In zijn boek spreekt Roolings, in tegenstelling tot Moody, niet alleen over degenen die daar een staat van vreugde, licht en diepe voldoening ervoeren, zodat ze niet eens wilden terugkeren, maar ook over degenen die daar vurige meren zagen, vreselijke monsters en daar de moeilijkste ervaringen en lijden ervaarden. En, zoals Roolings zegt: "Het aantal ontmoetingen met de hel neemt snel toe." Met de volgende woorden vat hij de boodschappen van de gereanimeerde mensen samen: 'Ze beweren dat de dood - waarvan de gedachte de gewone man bang maakt - geen einde aan het leven of vergetelheid is, maar een overgang van de ene levensvorm naar de andere - soms aangenaam en vreugdevol, en soms somber en angstaanjagend.' …

Van bijzonder belang zijn de feiten die hij aanhaalt met betrekking tot de geredde zelfmoorden. Ze hebben daar allemaal, zonder uitzondering, zware martelingen meegemaakt. Tegelijkertijd werden deze kwellingen zowel geassocieerd met mentale, emotionele ervaringen als (vooral) met visuele ervaringen. Het was het zwaarste lijden. De ongelukkigen zagen monsters, alleen al bij de aanblik waarvan de ziel huiverde, en er was nergens heen, het was onmogelijk om je ogen te sluiten, je kunt je oren niet sluiten. Er was geen uitweg uit deze verschrikkelijke toestand! Toen een vergiftigd meisje tot bezinning werd gebracht, smeekte ze maar één ding: 'Mam, help me! Laat ze van mij weggaan … hen, die demonen in de hel … Het was zo verschrikkelijk!"

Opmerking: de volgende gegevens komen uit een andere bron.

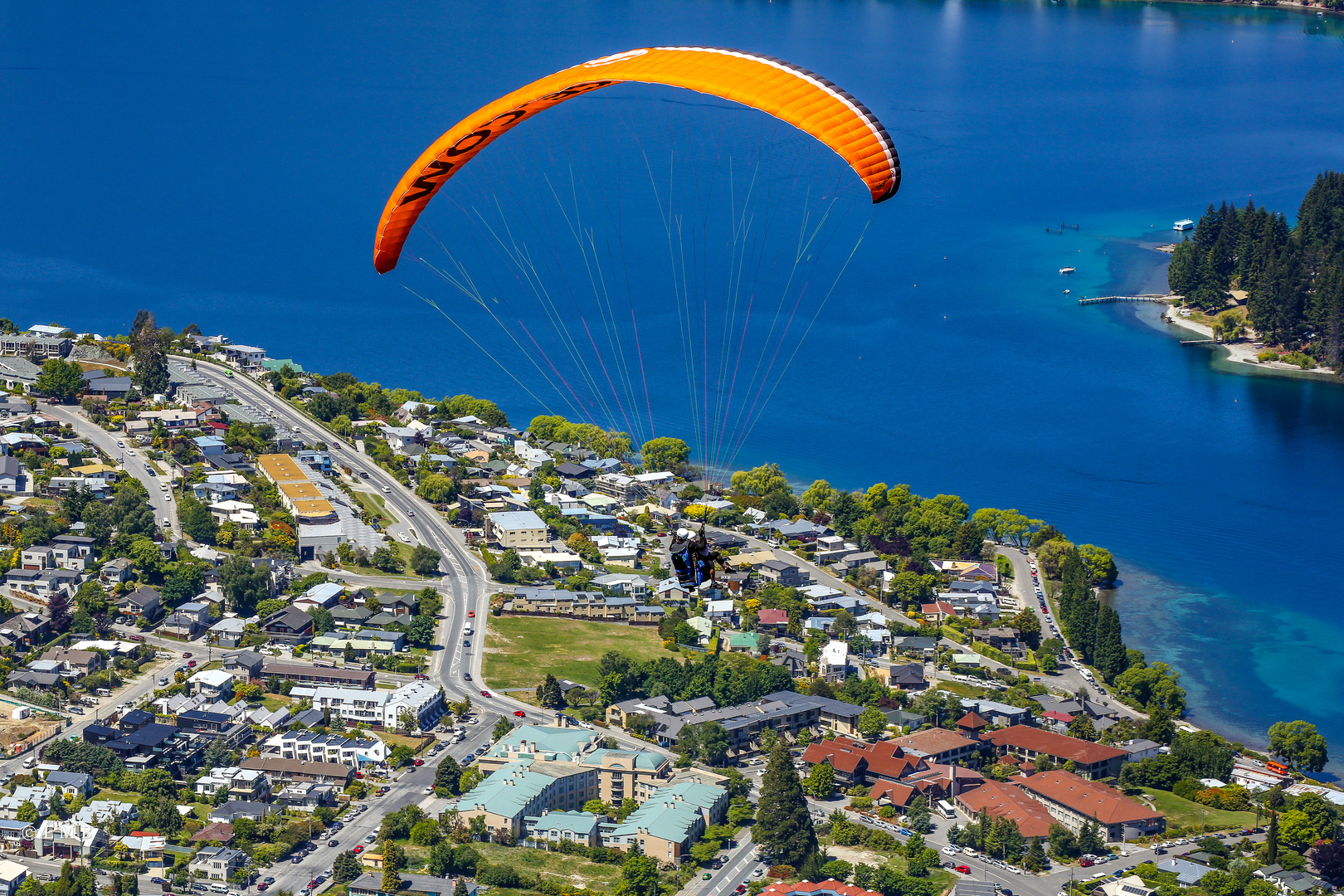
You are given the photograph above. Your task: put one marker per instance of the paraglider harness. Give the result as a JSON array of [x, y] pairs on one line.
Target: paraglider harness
[[694, 561]]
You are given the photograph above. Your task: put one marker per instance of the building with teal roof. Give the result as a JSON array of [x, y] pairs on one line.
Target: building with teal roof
[[741, 641], [670, 821], [552, 743], [554, 826], [526, 787], [628, 774]]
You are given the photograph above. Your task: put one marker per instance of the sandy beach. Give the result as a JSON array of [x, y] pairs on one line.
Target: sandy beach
[[1242, 353]]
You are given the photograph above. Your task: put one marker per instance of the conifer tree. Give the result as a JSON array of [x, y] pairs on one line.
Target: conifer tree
[[784, 826], [1110, 657]]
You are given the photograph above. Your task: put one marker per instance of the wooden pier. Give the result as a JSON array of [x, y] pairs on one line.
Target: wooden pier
[[1099, 299]]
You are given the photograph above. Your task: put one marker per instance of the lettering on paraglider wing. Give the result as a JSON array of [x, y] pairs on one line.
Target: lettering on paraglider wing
[[438, 171], [426, 182]]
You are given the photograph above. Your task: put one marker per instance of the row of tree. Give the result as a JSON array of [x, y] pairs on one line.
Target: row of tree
[[1293, 275]]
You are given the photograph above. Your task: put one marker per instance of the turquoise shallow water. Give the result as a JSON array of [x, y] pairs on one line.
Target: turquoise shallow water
[[227, 168]]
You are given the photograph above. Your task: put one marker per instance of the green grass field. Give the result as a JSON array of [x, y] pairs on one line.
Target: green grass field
[[520, 650], [1187, 815]]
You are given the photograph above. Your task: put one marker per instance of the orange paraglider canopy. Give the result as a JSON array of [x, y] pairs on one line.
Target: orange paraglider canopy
[[789, 93]]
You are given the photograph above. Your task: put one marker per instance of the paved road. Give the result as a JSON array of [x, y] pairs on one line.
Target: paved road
[[465, 585], [132, 458], [1068, 679]]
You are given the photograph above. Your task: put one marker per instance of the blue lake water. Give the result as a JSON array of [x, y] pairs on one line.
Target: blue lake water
[[226, 167]]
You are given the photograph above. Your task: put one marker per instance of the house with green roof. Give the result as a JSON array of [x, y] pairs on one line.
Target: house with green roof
[[628, 774], [550, 743], [670, 821], [527, 787], [554, 826], [741, 641], [362, 646]]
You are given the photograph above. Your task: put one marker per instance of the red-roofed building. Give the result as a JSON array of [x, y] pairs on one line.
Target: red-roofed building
[[1054, 715], [971, 724], [859, 763], [938, 610], [1074, 801], [825, 889], [1092, 761], [940, 746], [1007, 801]]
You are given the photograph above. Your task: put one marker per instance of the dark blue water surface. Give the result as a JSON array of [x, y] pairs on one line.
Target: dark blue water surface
[[226, 164]]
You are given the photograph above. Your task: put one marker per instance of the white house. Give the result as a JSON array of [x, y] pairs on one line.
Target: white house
[[834, 663]]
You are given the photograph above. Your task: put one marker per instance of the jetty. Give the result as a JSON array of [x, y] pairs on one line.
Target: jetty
[[1148, 297]]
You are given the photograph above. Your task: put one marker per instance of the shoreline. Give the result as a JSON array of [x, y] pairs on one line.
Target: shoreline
[[1244, 353]]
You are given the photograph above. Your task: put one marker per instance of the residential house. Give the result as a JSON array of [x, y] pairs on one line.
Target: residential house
[[141, 602], [236, 809], [81, 663], [288, 626], [1075, 801], [14, 476], [1090, 759], [212, 683], [116, 571], [782, 572], [297, 770], [71, 782], [244, 664], [218, 863], [516, 529]]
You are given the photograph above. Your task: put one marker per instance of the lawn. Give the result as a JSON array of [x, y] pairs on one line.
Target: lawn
[[567, 869], [374, 504], [520, 650], [1187, 813]]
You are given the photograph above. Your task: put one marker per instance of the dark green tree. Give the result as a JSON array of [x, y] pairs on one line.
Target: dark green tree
[[1109, 655], [149, 358], [1298, 744], [346, 867], [60, 379], [784, 826], [448, 774], [548, 694]]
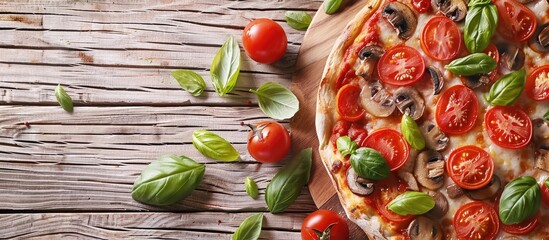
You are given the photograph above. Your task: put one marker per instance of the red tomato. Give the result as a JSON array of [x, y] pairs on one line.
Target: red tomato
[[516, 22], [545, 194], [508, 127], [325, 221], [476, 220], [348, 104], [523, 227], [470, 167], [391, 145], [421, 6], [386, 190], [457, 110], [441, 38], [268, 142], [264, 40], [537, 83], [400, 66]]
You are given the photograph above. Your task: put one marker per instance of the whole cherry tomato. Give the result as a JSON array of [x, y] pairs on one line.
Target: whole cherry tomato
[[264, 40], [268, 142], [322, 222]]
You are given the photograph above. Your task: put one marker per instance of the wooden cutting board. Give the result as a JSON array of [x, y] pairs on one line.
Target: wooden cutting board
[[315, 48]]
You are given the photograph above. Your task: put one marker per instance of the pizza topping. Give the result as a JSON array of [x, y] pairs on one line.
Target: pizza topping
[[453, 9], [401, 17], [434, 138], [423, 228], [487, 191], [376, 100], [409, 102], [359, 185], [429, 169], [437, 78]]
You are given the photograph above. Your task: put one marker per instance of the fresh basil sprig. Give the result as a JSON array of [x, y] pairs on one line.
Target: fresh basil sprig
[[213, 146], [369, 163], [520, 200], [250, 228], [475, 63], [190, 81], [226, 67], [481, 22], [346, 146], [288, 182], [251, 187], [415, 203], [507, 89], [167, 180], [331, 6], [276, 100], [63, 98], [298, 20], [411, 133]]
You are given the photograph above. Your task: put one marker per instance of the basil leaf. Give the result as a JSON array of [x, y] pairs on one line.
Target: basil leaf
[[250, 228], [288, 182], [475, 63], [345, 145], [507, 89], [190, 81], [213, 146], [226, 67], [331, 6], [167, 180], [411, 133], [369, 163], [63, 98], [276, 100], [298, 20], [480, 25], [520, 200], [251, 187], [415, 203]]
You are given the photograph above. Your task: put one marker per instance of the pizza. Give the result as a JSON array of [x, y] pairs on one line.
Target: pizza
[[430, 119]]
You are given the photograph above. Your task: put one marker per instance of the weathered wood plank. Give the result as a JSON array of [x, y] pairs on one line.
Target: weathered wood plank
[[199, 225]]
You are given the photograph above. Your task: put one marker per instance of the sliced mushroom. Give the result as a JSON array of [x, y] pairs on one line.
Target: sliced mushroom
[[423, 228], [434, 138], [358, 185], [540, 41], [441, 205], [454, 191], [438, 79], [401, 17], [409, 101], [376, 100], [453, 9], [485, 192], [368, 56], [512, 57], [429, 169]]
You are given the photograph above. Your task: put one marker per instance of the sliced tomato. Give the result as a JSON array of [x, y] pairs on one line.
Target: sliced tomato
[[476, 220], [385, 191], [441, 38], [400, 66], [348, 103], [391, 145], [470, 167], [508, 127], [537, 83], [517, 23], [457, 110], [523, 227]]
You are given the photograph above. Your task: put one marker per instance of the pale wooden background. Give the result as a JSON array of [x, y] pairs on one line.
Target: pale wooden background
[[70, 175]]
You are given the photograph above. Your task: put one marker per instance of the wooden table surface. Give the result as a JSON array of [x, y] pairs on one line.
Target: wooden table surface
[[70, 175]]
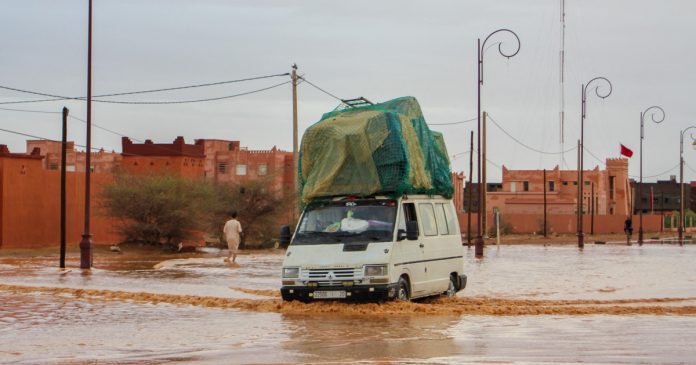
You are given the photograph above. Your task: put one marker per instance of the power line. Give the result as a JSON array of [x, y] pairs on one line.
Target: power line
[[461, 122], [526, 146], [320, 89], [660, 174], [60, 97]]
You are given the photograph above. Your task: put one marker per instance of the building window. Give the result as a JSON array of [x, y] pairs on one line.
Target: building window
[[611, 187]]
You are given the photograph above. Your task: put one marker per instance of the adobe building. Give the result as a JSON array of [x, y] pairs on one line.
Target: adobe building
[[176, 158], [663, 196], [30, 203], [101, 161], [523, 191], [227, 162]]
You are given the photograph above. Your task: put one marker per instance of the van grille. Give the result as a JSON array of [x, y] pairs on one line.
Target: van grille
[[332, 277]]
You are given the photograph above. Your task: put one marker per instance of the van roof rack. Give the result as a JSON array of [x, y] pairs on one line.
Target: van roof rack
[[353, 103]]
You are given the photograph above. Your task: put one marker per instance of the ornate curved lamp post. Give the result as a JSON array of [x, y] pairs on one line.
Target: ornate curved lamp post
[[681, 182], [654, 110], [481, 49], [585, 87]]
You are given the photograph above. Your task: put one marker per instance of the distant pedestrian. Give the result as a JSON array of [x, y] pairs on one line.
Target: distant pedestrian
[[628, 229], [232, 232]]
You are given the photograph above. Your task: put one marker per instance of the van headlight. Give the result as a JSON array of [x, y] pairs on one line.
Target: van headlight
[[291, 272], [376, 270]]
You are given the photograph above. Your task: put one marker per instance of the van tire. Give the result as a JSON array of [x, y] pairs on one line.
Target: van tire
[[452, 288], [402, 290]]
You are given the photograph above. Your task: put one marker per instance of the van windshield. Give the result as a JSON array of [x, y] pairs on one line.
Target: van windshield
[[347, 221]]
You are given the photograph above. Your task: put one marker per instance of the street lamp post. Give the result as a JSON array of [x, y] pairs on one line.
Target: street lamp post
[[681, 183], [661, 117], [581, 235], [86, 242], [481, 197]]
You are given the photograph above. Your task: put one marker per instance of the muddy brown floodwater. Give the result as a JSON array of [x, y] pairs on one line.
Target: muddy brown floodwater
[[523, 304]]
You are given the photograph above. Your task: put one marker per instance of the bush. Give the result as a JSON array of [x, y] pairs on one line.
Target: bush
[[259, 209], [158, 210]]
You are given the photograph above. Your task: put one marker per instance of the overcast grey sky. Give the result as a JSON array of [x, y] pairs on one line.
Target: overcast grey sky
[[376, 49]]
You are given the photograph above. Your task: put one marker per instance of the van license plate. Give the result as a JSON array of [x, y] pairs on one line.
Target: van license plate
[[329, 294]]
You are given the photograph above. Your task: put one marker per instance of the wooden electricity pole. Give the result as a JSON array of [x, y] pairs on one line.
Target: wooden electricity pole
[[471, 180], [484, 184], [294, 144]]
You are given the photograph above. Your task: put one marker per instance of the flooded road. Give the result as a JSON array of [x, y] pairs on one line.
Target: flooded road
[[523, 304]]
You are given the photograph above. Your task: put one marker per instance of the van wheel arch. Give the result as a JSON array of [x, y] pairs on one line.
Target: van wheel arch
[[453, 286], [454, 277]]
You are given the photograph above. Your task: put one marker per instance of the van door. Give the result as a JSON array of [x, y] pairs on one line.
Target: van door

Roolings haalde ook nog een ander zeer ernstig feit aan: de meeste van zijn patiënten, die vertelden over de spirituele angst die ze ervoeren bij de klinische dood, veranderden hun morele leven fundamenteel. Sommigen, hoewel ze zwegen, maar in hun volgende leven was het mogelijk om te begrijpen dat ze iets vreselijks meemaakten.